Bonjour tristesse

« E », une amie que j’avais déjà photographiée cinq, six ans auparavant, me demande de venir prendre des photos. Etant plasticienne elle avait transformé des images que j’avais faite de son corps et voulait récidiver. Je comprends aux vues d’une situation compliquée, en cour  de séparation, que mon amie m’appelle à l’aide, un dimanche, jour redoutable où le travail n’est plus et que le loisir règne en maître. Une occupation entière de son esprit s’imposait ; rien de tel je vous le dis que de se retrouver nue devant un photographe qui vous fait changer de positions toutes les cinq minutes en puisant dans toutes ses ressources pour que la séance dure le plus longtemps possible… Sans doute je devais aussi occuper mes pensées au labeur. Je constate aussitôt, sur son visage et son corps amaigris, les ravages de la tristesse. La journée passa, puis la fin.

Car hélas cela devait s’arrêter à moment donné. Nous avons tous connu ces moments de ténèbres où nous retombons dans « l’autre », où est-il ? Que fait-il ? Avec qui est-il ? Ces questions terribles qui tournent en boucle qui n’avaient de sens ou pas, que pour elle.

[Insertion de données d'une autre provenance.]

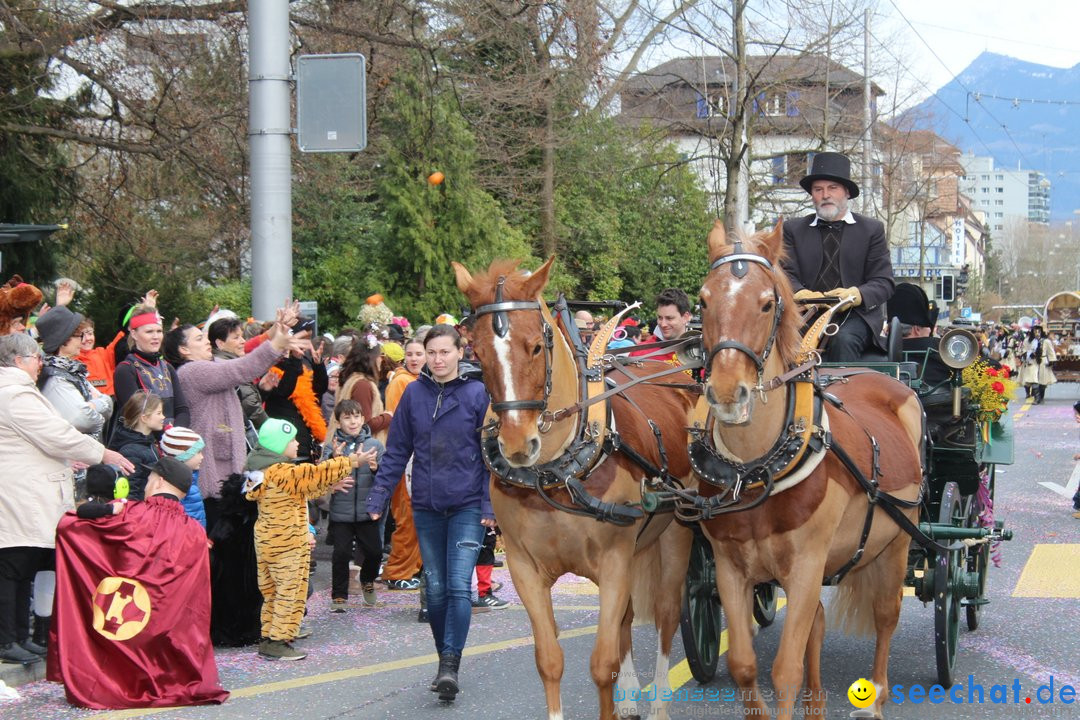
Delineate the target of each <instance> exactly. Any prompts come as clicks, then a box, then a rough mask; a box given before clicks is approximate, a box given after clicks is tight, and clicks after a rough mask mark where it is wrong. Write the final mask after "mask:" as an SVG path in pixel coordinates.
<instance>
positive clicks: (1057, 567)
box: [1013, 543, 1080, 598]
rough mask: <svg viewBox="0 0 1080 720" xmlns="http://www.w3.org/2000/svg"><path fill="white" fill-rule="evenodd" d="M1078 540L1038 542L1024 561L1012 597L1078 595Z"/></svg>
mask: <svg viewBox="0 0 1080 720" xmlns="http://www.w3.org/2000/svg"><path fill="white" fill-rule="evenodd" d="M1077 567H1080V544H1059V545H1053V544H1044V543H1040V544H1038V545H1036V546H1035V548H1034V549H1032V551H1031V555H1030V556H1029V557H1028V558H1027V562H1026V563H1025V565H1024V570H1023V572H1021V573H1020V580H1017V581H1016V587H1015V588H1013V597H1021V598H1080V573H1078V572H1076V568H1077Z"/></svg>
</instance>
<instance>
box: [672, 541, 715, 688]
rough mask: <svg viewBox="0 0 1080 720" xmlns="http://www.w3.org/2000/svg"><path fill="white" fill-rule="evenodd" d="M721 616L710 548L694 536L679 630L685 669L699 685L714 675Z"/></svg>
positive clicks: (687, 574) (705, 544)
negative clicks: (681, 635) (684, 651)
mask: <svg viewBox="0 0 1080 720" xmlns="http://www.w3.org/2000/svg"><path fill="white" fill-rule="evenodd" d="M720 616H721V613H720V596H719V594H718V593H717V592H716V565H715V563H714V561H713V547H712V546H711V545H710V544H708V540H707V539H706V538H705V535H704V534H703V533H702V532H694V533H693V545H692V547H691V548H690V565H689V567H688V568H687V572H686V588H685V592H684V593H683V616H681V619H680V621H679V629H680V630H681V634H683V648H684V650H685V652H686V662H687V665H689V666H690V674H691V675H692V676H693V679H694V680H697V681H698V682H708V681H710V680H712V679H713V677H714V676H715V675H716V665H717V662H718V661H719V658H720V655H719V649H720Z"/></svg>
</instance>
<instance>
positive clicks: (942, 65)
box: [889, 0, 1031, 167]
mask: <svg viewBox="0 0 1080 720" xmlns="http://www.w3.org/2000/svg"><path fill="white" fill-rule="evenodd" d="M889 4H891V5H892V6H893V10H895V11H896V14H899V15H900V17H901V18H902V19H903V21H904V22H905V23H907V27H909V28H912V32H914V33H915V37H917V38H918V39H919V41H920V42H922V44H923V45H926V46H927V50H929V51H930V54H931V55H933V56H934V58H935V59H936V60H937V62H939V63H941V65H942V67H943V68H945V70H946V71H947V72H948V73H949V74H951V76H953V79H954V80H955V81H956V83H957V84H958V85H960V87H962V89H963V91H964V92H966V93H968V94H969V95H970V96H972V97H974V98H975V104H976V105H977V106H978V107H981V108H983V110H984V111H985V112H986V114H987V116H989V118H990V120H993V121H994V122H996V123H997V124H998V125H1000V126H1001V130H1003V131H1004V132H1005V137H1008V138H1009V141H1010V142H1012V146H1013V147H1014V148H1016V152H1017V153H1018V154H1020V158H1021V160H1022V161H1023V162H1024V164H1025V165H1028V166H1029V167H1030V166H1031V163H1030V162H1029V161H1028V159H1027V155H1026V154H1025V152H1024V151H1023V150H1022V149H1021V147H1020V145H1017V144H1016V140H1015V138H1013V136H1012V133H1010V132H1009V126H1008V125H1007V124H1004V123H1003V122H1001V121H1000V120H998V119H997V117H996V116H995V114H994V113H993V112H990V109H989V108H988V107H986V106H985V105H983V103H982V100H981V99H980V98H978V97H975V95H974V93H972V91H971V89H970V87H968V86H967V85H966V84H964V83H963V81H962V80H960V76H958V74H956V73H955V72H953V70H951V69H950V68H949V67H948V65H947V64H946V63H945V60H943V59H942V57H941V55H939V54H937V51H935V50H934V47H933V45H931V44H930V43H929V42H927V39H926V38H923V37H922V33H921V32H919V31H918V30H917V29H916V28H915V25H913V24H912V21H909V19H907V15H905V14H904V13H903V11H901V9H900V8H899V6H897V5H896V2H895V0H889ZM964 122H966V123H968V125H969V126H971V127H972V130H974V126H973V125H972V124H971V119H970V118H966V119H964ZM983 145H984V146H985V145H986V144H985V142H984V144H983ZM991 154H993V153H991Z"/></svg>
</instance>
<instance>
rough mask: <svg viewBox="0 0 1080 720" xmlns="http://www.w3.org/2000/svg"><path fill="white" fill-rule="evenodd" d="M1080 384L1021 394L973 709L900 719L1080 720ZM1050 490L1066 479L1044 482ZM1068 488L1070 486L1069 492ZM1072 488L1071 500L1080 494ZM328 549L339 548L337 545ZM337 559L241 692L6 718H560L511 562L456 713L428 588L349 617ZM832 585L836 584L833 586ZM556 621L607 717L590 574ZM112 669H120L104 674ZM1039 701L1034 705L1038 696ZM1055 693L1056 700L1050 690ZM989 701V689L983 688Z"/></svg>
mask: <svg viewBox="0 0 1080 720" xmlns="http://www.w3.org/2000/svg"><path fill="white" fill-rule="evenodd" d="M1078 396H1080V386H1078V385H1076V384H1059V385H1055V386H1052V388H1051V390H1050V392H1049V393H1048V395H1047V402H1045V404H1044V405H1041V406H1027V405H1025V406H1023V407H1021V406H1020V405H1018V404H1016V403H1014V407H1013V412H1014V416H1016V421H1015V425H1014V426H1015V433H1016V447H1017V450H1016V462H1015V464H1014V465H1012V466H1010V467H1008V468H1002V472H1000V473H999V476H998V506H997V512H998V515H999V517H1003V518H1004V519H1005V521H1007V525H1008V527H1010V528H1012V529H1013V531H1014V532H1015V540H1013V541H1012V542H1011V543H1008V544H1005V545H1004V546H1003V547H1002V548H1001V567H999V568H995V569H994V570H993V571H991V574H990V588H989V595H990V598H991V604H990V606H988V607H987V608H986V610H985V612H984V613H983V626H982V627H981V628H980V629H978V631H976V633H968V631H967V629H963V630H962V631H961V635H960V650H959V657H958V661H957V675H958V677H959V678H960V679H961V681H962V682H963V683H964V688H963V689H962V690H961V691H960V692H959V693H958V694H959V696H960V697H961V698H962V699H963V701H964V704H960V705H955V704H950V703H948V702H946V703H943V704H940V705H933V706H928V705H927V704H921V705H914V704H912V703H910V702H908V703H904V704H903V705H895V704H892V705H889V706H887V708H886V712H887V717H889V718H905V719H907V718H910V719H913V720H914V719H920V720H921V719H922V718H931V717H932V718H943V719H951V718H1001V719H1004V718H1009V719H1010V720H1013V719H1015V718H1028V717H1030V718H1076V717H1080V706H1078V705H1071V706H1068V705H1064V704H1063V703H1062V702H1061V697H1059V692H1061V690H1062V687H1063V685H1064V684H1068V685H1070V687H1071V688H1074V689H1076V690H1078V691H1080V669H1078V666H1080V663H1078V661H1080V640H1078V638H1077V633H1076V630H1077V627H1078V622H1080V603H1078V598H1080V521H1078V520H1075V519H1074V518H1072V517H1071V514H1070V511H1069V501H1068V498H1066V497H1064V495H1063V494H1062V493H1064V492H1066V490H1065V486H1067V485H1069V484H1070V483H1071V486H1070V487H1071V488H1075V487H1076V485H1077V483H1078V481H1080V466H1078V463H1075V462H1074V461H1072V460H1071V458H1072V453H1074V452H1076V451H1077V450H1078V449H1080V443H1078V429H1077V426H1076V424H1075V423H1074V421H1072V412H1071V404H1072V403H1074V402H1076V399H1077V398H1078ZM1041 484H1048V485H1049V486H1050V487H1048V486H1044V485H1041ZM1054 486H1056V487H1054ZM1068 494H1071V492H1070V491H1069V492H1068ZM321 552H325V549H324V551H321ZM328 566H329V563H328V562H327V561H324V562H322V563H321V565H320V568H319V571H318V573H316V586H318V587H319V588H320V589H319V592H318V593H316V594H315V595H314V597H313V599H312V602H311V606H310V616H309V622H310V624H311V625H312V627H313V628H314V630H315V633H314V636H313V637H312V638H311V639H309V640H306V641H303V643H305V647H306V648H307V649H308V650H309V652H310V655H309V657H308V658H307V660H305V661H302V662H299V663H268V662H264V661H261V660H259V658H258V657H257V656H256V655H255V653H254V652H253V651H251V650H222V651H220V652H219V654H218V665H219V668H220V671H221V677H222V682H224V684H225V685H226V688H228V689H229V690H231V691H232V693H233V694H232V697H231V698H230V699H229V702H228V703H227V704H226V705H224V706H220V707H206V708H181V709H176V710H167V711H164V712H161V711H158V712H152V711H129V712H108V714H100V712H99V714H94V712H90V711H86V710H79V709H76V708H71V707H69V706H68V705H67V704H66V703H65V701H64V694H63V689H62V688H59V687H57V685H53V684H50V683H45V682H37V683H32V684H30V685H24V687H22V688H19V689H18V690H19V692H21V693H22V694H23V699H21V701H18V702H14V703H6V704H2V705H0V717H3V718H5V719H9V720H24V719H26V720H31V719H32V720H45V719H50V718H82V717H89V716H94V717H110V718H120V717H143V716H147V715H151V714H160V715H161V716H162V717H163V718H168V719H184V720H201V719H207V720H210V719H215V720H216V719H222V718H228V719H230V720H232V719H244V718H252V719H256V718H308V719H312V720H315V719H320V718H326V719H330V718H333V719H335V720H336V719H339V718H340V719H351V718H356V719H362V718H363V719H367V718H388V719H389V718H402V719H405V718H415V717H427V716H431V717H438V718H446V719H450V718H486V719H495V720H503V719H505V720H511V719H514V720H516V719H517V718H537V719H540V718H544V717H545V715H546V714H545V711H544V705H543V694H542V691H541V685H540V682H539V679H538V677H537V673H536V668H535V666H534V661H532V647H531V638H530V633H529V627H528V622H527V617H526V615H525V612H524V610H523V609H522V608H521V604H519V603H518V602H517V598H516V595H515V594H514V592H513V588H512V584H511V583H510V579H509V573H508V572H507V571H505V570H497V571H496V579H497V580H500V581H502V582H504V583H505V584H507V587H505V588H504V590H503V592H502V593H501V594H502V595H503V596H504V597H505V598H507V599H510V600H512V601H513V602H514V604H513V607H511V608H510V609H508V610H502V611H495V612H489V613H486V614H482V615H475V616H474V617H473V621H474V622H473V629H472V634H471V636H470V647H469V648H468V650H467V657H465V658H464V660H463V662H462V671H461V678H462V684H463V693H462V694H461V695H460V696H459V697H458V699H457V702H456V703H455V704H454V705H453V706H449V707H447V706H443V705H441V704H440V703H438V702H437V701H436V699H435V697H434V695H433V694H432V693H430V692H429V691H428V689H427V685H428V682H429V681H430V679H431V677H432V675H433V673H434V669H435V665H436V663H437V661H436V657H435V655H434V653H433V650H432V647H431V640H430V635H429V633H428V629H427V626H426V625H421V624H418V623H417V622H416V610H417V594H416V593H389V592H383V593H382V595H381V599H382V600H383V601H384V604H383V607H381V608H378V609H374V610H361V609H355V610H352V611H350V612H349V613H347V614H345V615H332V614H329V613H328V612H327V609H328V608H327V604H328V595H327V590H326V585H327V583H328V578H327V575H328V571H329V567H328ZM826 593H827V590H826ZM555 604H556V616H557V619H558V622H559V626H561V628H562V643H563V648H564V650H565V653H566V674H565V679H564V685H563V702H564V706H565V717H566V718H592V717H595V716H596V712H597V701H596V695H595V691H594V690H593V685H592V683H591V681H590V680H589V674H588V667H589V653H590V651H591V648H592V641H593V637H594V633H595V623H596V615H597V597H596V594H595V587H594V586H593V585H592V584H591V583H589V582H588V581H585V580H583V579H578V578H571V576H567V578H564V579H563V580H562V581H561V582H559V583H558V584H557V585H556V592H555ZM782 620H783V610H781V611H780V613H779V615H778V622H777V624H775V625H774V626H772V627H770V628H767V629H765V630H762V631H761V633H760V634H759V636H758V639H757V641H756V648H757V652H758V657H759V658H760V664H761V676H762V678H765V681H766V683H767V682H768V676H769V665H770V663H771V658H772V656H773V655H774V653H775V650H777V642H778V639H779V637H780V630H781V623H782ZM932 641H933V612H932V609H931V608H930V607H923V604H922V603H921V602H919V601H918V600H917V599H915V598H913V597H909V598H906V599H905V602H904V609H903V615H902V617H901V623H900V627H899V629H897V631H896V635H895V636H894V639H893V646H892V654H891V658H892V660H891V674H890V681H891V683H892V684H903V685H905V687H910V685H913V684H917V683H918V684H923V685H924V687H927V688H929V687H930V685H932V684H933V683H934V682H935V668H934V661H933V652H932V647H933V646H932ZM635 646H636V649H637V657H638V673H639V674H640V675H643V676H649V675H651V664H652V657H653V653H654V648H656V638H654V635H653V631H652V629H651V628H649V627H644V626H642V627H637V628H636V629H635ZM674 652H675V656H674V657H673V658H672V661H673V663H672V665H673V667H672V670H671V674H670V676H671V681H672V687H673V688H679V687H681V688H685V689H687V690H693V689H696V688H698V683H697V682H696V681H693V680H692V679H691V678H690V676H689V673H688V670H687V668H686V664H685V662H681V660H683V655H681V644H680V642H678V641H676V643H675V651H674ZM872 652H873V643H872V641H868V640H865V639H861V638H851V637H845V636H841V635H838V634H836V633H829V634H828V636H827V637H826V640H825V650H824V658H823V665H824V676H825V687H826V690H827V692H828V695H829V696H828V714H827V717H829V718H847V717H849V712H850V711H851V710H852V707H851V705H850V704H849V703H848V701H847V696H846V692H847V688H848V685H849V684H850V683H851V682H852V681H853V680H855V679H856V678H859V677H861V676H864V675H867V674H868V673H869V663H870V657H872ZM103 671H108V669H107V668H103ZM969 675H970V676H972V677H973V679H974V683H975V684H977V685H980V687H982V689H983V692H984V701H985V702H984V704H983V705H978V706H974V705H971V704H968V703H967V701H968V699H969V697H968V694H967V693H968V688H967V685H968V684H969V682H968V676H969ZM1051 677H1053V678H1054V692H1055V701H1057V702H1055V703H1054V704H1053V705H1050V704H1048V705H1040V704H1039V703H1038V698H1037V696H1036V695H1035V694H1034V693H1035V692H1036V691H1037V690H1038V689H1039V687H1040V685H1042V684H1045V683H1049V681H1050V678H1051ZM1014 681H1018V687H1020V691H1018V693H1020V694H1018V698H1020V704H1018V705H1017V704H1012V702H1011V701H1012V699H1013V696H1012V695H1013V683H1014ZM995 684H999V685H1008V691H1007V697H1005V699H1008V701H1009V704H997V705H995V704H991V696H990V693H991V692H993V690H994V685H995ZM730 688H732V683H731V681H730V678H729V677H728V675H727V673H726V670H725V669H724V664H723V662H721V669H720V671H718V673H717V676H716V678H715V679H714V680H713V681H712V682H711V683H708V684H707V685H706V687H705V689H704V690H706V691H711V692H715V693H723V692H724V691H725V690H728V689H730ZM1028 696H1030V697H1032V704H1030V705H1027V704H1024V698H1025V697H1028ZM1042 696H1043V698H1045V697H1047V694H1045V691H1043V695H1042ZM975 697H976V698H977V693H976V695H975ZM671 714H672V717H674V718H702V717H705V718H708V717H714V718H718V717H738V716H741V715H742V710H741V707H739V706H737V705H735V704H734V703H731V702H727V703H726V702H723V701H716V702H712V703H703V702H677V703H673V704H672V705H671Z"/></svg>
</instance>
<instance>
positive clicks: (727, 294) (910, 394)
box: [700, 221, 922, 717]
mask: <svg viewBox="0 0 1080 720" xmlns="http://www.w3.org/2000/svg"><path fill="white" fill-rule="evenodd" d="M781 252H782V234H781V226H780V225H779V223H778V225H777V227H775V228H774V229H773V230H772V231H771V232H762V233H758V234H757V235H755V236H754V237H752V239H751V240H750V241H747V243H746V246H745V249H744V248H743V246H742V245H741V244H737V245H734V246H732V245H729V244H728V243H727V235H726V233H725V230H724V226H723V223H721V222H719V221H717V223H716V226H715V227H714V229H713V231H712V232H711V233H710V236H708V256H710V262H711V268H710V272H708V274H707V276H706V277H705V282H704V284H703V285H702V288H701V296H700V299H701V307H702V310H701V316H702V324H703V328H702V330H703V340H704V348H705V349H706V351H707V355H706V367H705V370H706V372H707V380H706V389H705V399H706V402H707V405H708V411H710V412H711V415H712V418H711V429H710V430H708V431H707V432H706V435H707V439H708V440H710V441H711V444H712V447H713V448H714V449H715V450H716V452H717V454H718V456H720V457H721V458H723V459H721V461H720V462H721V464H725V465H730V464H731V463H733V465H737V466H739V467H740V472H741V473H747V472H748V473H750V475H751V476H754V472H753V471H752V470H750V468H753V467H754V466H755V462H754V460H753V459H758V460H760V459H762V458H765V459H767V460H769V459H770V454H769V453H770V451H771V449H772V448H775V447H778V446H777V445H775V441H777V440H778V438H781V437H783V436H784V434H785V433H796V434H797V433H799V432H801V431H802V430H804V429H805V430H806V432H807V436H808V437H811V438H812V437H818V438H820V443H819V445H820V449H819V450H818V451H816V452H809V451H808V450H806V449H804V452H807V453H808V454H807V458H808V459H807V460H806V463H807V464H806V465H804V467H805V468H812V470H810V471H809V472H802V473H801V474H802V475H805V477H802V478H801V479H799V475H800V473H799V472H798V471H795V472H793V473H792V474H791V475H789V476H787V477H786V479H787V480H788V481H787V483H784V481H783V480H784V479H785V478H784V477H780V478H773V477H772V476H771V475H770V474H765V475H762V474H760V473H758V474H757V477H759V478H761V477H765V478H767V479H766V480H765V481H766V484H768V485H769V486H770V487H771V488H772V493H771V494H769V495H768V498H767V499H765V500H764V501H762V502H761V503H760V504H758V505H756V506H754V507H752V508H750V510H745V511H744V512H733V513H730V514H723V515H718V516H716V517H714V518H713V519H711V520H707V521H705V522H704V529H705V532H706V534H707V535H708V538H710V540H711V542H712V545H713V551H714V555H715V558H716V583H717V588H718V590H719V594H720V600H721V602H723V604H724V609H725V611H726V613H727V617H728V633H729V648H730V650H729V652H728V668H729V669H730V673H731V676H732V678H733V679H734V681H735V683H737V684H738V685H739V688H740V689H741V691H742V693H743V697H744V702H745V705H746V707H747V708H748V709H750V708H752V711H753V712H762V714H768V708H767V706H766V704H765V703H764V702H762V699H761V696H760V694H759V692H758V688H757V663H756V658H755V655H754V649H753V647H752V639H751V638H752V625H751V616H752V588H753V587H754V585H755V584H757V583H761V582H768V581H770V580H775V581H778V582H779V583H780V585H781V586H782V587H783V588H784V592H785V594H786V595H787V617H786V621H785V623H784V628H783V634H782V636H781V640H780V649H779V651H778V654H777V657H775V661H774V662H773V666H772V682H773V688H774V691H775V693H777V697H778V705H779V710H780V717H791V716H792V715H793V714H794V711H795V710H794V707H795V703H796V701H797V697H798V695H799V692H800V688H801V684H802V680H804V671H806V677H807V685H808V687H807V693H806V695H805V698H806V702H807V705H808V707H809V708H810V709H811V710H813V711H814V712H816V714H822V715H823V714H824V709H825V708H824V706H825V701H824V694H823V692H822V685H821V671H820V655H821V647H822V641H823V638H824V633H825V619H824V613H823V608H822V606H821V585H822V582H823V579H833V580H836V579H835V578H833V575H834V573H838V572H840V574H841V575H842V580H840V581H839V586H838V589H837V597H836V601H835V602H834V604H833V607H832V608H831V610H833V611H834V614H835V615H836V616H837V617H838V619H839V620H840V622H841V625H845V626H846V627H847V628H848V629H849V630H854V631H861V633H865V634H869V633H872V631H873V633H874V634H876V650H875V654H874V667H873V673H872V675H870V676H869V677H870V679H872V681H873V682H874V683H875V685H876V687H877V701H876V702H875V704H874V705H873V711H874V712H875V714H876V716H877V717H880V716H881V705H882V703H883V702H885V698H886V694H887V692H886V689H887V688H888V687H889V681H888V663H889V643H890V640H891V637H892V633H893V630H894V628H895V626H896V622H897V619H899V616H900V606H901V599H902V592H903V584H904V575H905V572H906V568H907V549H908V544H909V540H910V539H909V535H908V534H906V533H905V532H904V531H902V530H901V528H900V527H899V526H897V524H896V522H895V521H894V520H893V519H891V518H890V517H889V516H888V515H886V513H885V512H883V511H882V508H881V506H882V504H883V502H885V501H886V500H890V499H889V498H883V495H882V499H880V500H879V501H878V502H877V503H875V504H874V505H872V504H870V503H869V500H868V498H869V497H870V495H872V494H874V493H870V492H868V491H866V489H865V488H864V487H863V486H862V485H860V484H859V483H858V481H856V479H855V477H854V476H853V475H852V473H851V472H849V470H848V468H847V466H846V465H845V464H843V462H842V461H841V459H840V456H839V454H838V453H840V452H846V454H847V456H848V457H849V458H850V459H851V460H852V461H853V463H854V464H855V465H858V467H859V468H860V470H861V472H862V474H863V475H864V477H865V478H873V479H874V480H876V481H877V483H878V484H879V489H880V490H881V491H882V492H888V493H890V494H891V498H892V499H896V501H895V502H892V504H893V506H894V507H895V510H894V511H893V512H896V511H899V512H900V513H902V514H903V515H904V516H905V517H907V518H908V519H912V520H916V521H917V515H918V507H917V504H916V501H917V500H918V498H919V494H920V485H921V481H922V473H921V466H920V451H921V447H922V446H921V443H922V426H921V418H922V410H921V407H920V405H919V402H918V398H917V397H916V395H915V393H913V392H912V391H910V390H909V389H908V388H907V386H905V385H904V384H902V383H900V382H897V381H895V380H893V379H891V378H889V377H887V376H885V375H882V373H878V372H873V371H868V370H867V371H864V372H862V373H854V375H850V376H847V377H845V378H843V379H842V380H841V381H838V382H835V383H833V384H829V385H828V388H827V389H826V391H825V392H827V393H828V394H831V395H833V396H835V397H836V398H838V402H837V403H831V402H827V403H823V405H824V410H823V412H824V415H823V416H821V417H820V419H815V418H816V417H818V416H814V417H810V415H808V413H799V415H798V417H797V418H795V421H794V422H793V420H792V416H791V415H789V411H788V399H789V395H788V394H789V393H793V392H796V391H795V390H794V389H795V388H796V384H797V383H795V382H777V383H770V382H769V381H770V380H771V379H772V378H777V377H778V376H781V375H782V373H784V372H785V371H786V370H788V369H791V368H793V367H795V366H797V365H798V364H799V362H801V361H802V359H805V358H801V357H797V348H798V342H799V337H798V334H799V317H798V313H797V312H796V310H795V308H794V301H793V299H792V291H791V287H789V285H788V282H787V279H786V276H785V274H784V272H783V270H781V269H780V266H779V262H780V256H781ZM800 392H805V393H807V396H808V397H811V398H812V397H813V392H812V385H811V384H810V383H804V386H802V390H801V391H800ZM796 397H798V396H796ZM793 407H794V405H793ZM828 433H831V435H829V434H828ZM872 438H873V439H872ZM875 444H876V445H875ZM796 445H798V443H796ZM806 447H809V446H805V448H806ZM838 448H839V450H838ZM786 462H787V461H786V460H784V459H783V458H781V459H780V460H775V458H774V457H772V458H771V464H770V470H771V468H775V467H777V466H779V465H783V464H785V463H786ZM767 464H768V463H767ZM733 465H732V466H733ZM796 465H797V463H796ZM785 470H787V468H786V467H785ZM744 477H745V475H744ZM774 480H775V484H774V485H773V481H774ZM783 486H786V487H783ZM753 487H754V486H753V485H747V486H745V488H746V489H747V491H746V494H745V495H744V498H750V499H753V498H754V492H758V493H761V492H762V490H761V488H760V487H758V488H757V489H756V490H754V489H751V488H753ZM782 487H783V489H782V490H781V488H782ZM700 489H701V492H702V494H703V495H707V494H711V493H712V494H716V493H717V492H718V489H717V488H715V487H711V486H708V485H706V484H705V483H702V484H701V485H700ZM758 499H759V498H758ZM890 502H891V501H890ZM870 518H873V522H870ZM864 530H865V531H868V532H867V533H866V534H865V536H864ZM861 541H862V544H861ZM845 573H846V574H845ZM804 660H805V663H806V664H805V666H804Z"/></svg>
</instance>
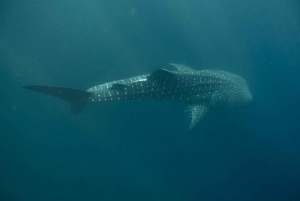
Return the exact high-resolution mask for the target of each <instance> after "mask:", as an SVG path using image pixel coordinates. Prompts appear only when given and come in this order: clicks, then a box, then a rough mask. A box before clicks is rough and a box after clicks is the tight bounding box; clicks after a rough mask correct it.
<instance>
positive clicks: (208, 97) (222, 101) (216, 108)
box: [23, 64, 252, 133]
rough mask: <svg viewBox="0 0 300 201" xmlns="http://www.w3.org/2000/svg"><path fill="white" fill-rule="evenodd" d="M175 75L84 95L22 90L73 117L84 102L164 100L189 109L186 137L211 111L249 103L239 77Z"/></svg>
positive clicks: (143, 77)
mask: <svg viewBox="0 0 300 201" xmlns="http://www.w3.org/2000/svg"><path fill="white" fill-rule="evenodd" d="M171 65H172V66H174V67H176V68H177V71H169V70H165V69H159V70H157V71H155V72H153V73H152V74H148V75H140V76H137V77H132V78H129V79H124V80H117V81H113V82H108V83H105V84H101V85H97V86H94V87H92V88H90V89H88V90H86V91H83V90H78V89H72V88H66V87H52V86H25V87H23V88H25V89H29V90H32V91H37V92H40V93H44V94H47V95H52V96H55V97H58V98H61V99H64V100H66V101H68V102H69V103H70V105H71V111H72V113H73V114H78V113H79V112H80V111H81V110H82V109H83V108H84V106H85V105H86V103H87V102H109V101H119V100H141V99H146V98H156V99H167V100H176V101H181V102H184V103H186V104H187V105H188V107H189V109H190V111H191V114H192V120H191V124H190V127H189V129H188V133H190V132H192V131H194V130H195V129H196V128H197V126H198V125H199V124H200V123H201V122H202V120H203V119H204V118H205V116H206V115H207V113H208V112H209V111H210V110H215V109H222V108H226V107H240V106H245V105H247V104H249V103H250V102H251V101H252V95H251V92H250V90H249V87H248V85H247V83H246V81H245V80H244V79H243V78H241V77H240V76H238V75H235V74H232V73H228V72H225V71H219V70H200V71H196V70H193V69H192V68H189V67H187V66H183V65H179V64H171Z"/></svg>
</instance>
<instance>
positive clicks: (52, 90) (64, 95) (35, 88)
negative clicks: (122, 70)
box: [22, 86, 91, 115]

Le peu de bien que je lui fis ce jour-là, donne une séquence d’images qui prolonge cet état. « E » n’a jamais pu travailler sur ces images mais elle comprend toute la portée de les faire voir ; une mise à nue pas seulement du corps.

Olivier Espero -  Bonjour tristesse Bonjour tristesse

Marco

Un jour, je vois un gars de dos avec une cicatrice dans la nuque, impressionnante. Je lui demande s’il aimerait que je le photographie. Il est surpris par ma proposition mais cela lui fait plaisir, il adore sa cicatrice qui lui a en quelque sorte sauvé la vie.
Marco me confie qu’après son accident il a fait trois ans de démarches à Rome pour se faire débaptiser, il est Espagnol ! Il m’explique qu’un enfant lui est tombé dessus dans une piscine, ce qui a provoqué une rupture au niveau de la colonne vertébrale ayant touché la moelle épinière. Sa chance me dit-il, c’est la science des hommes tel le chirurgien qui l’a sauvé de la mort et de l’infirmité, pas celle de dieu qui lui avait fait rencontré cet enfant au mauvais moment.
Les trois images que vous regardez, d’un homme nu perdu dans un grand espace, ont été réalisées à La Générale rue du Général Lassalle à Paris. Cet endroit n’existe plus, c’est devenu la cour d’un hôpital psychiatrique.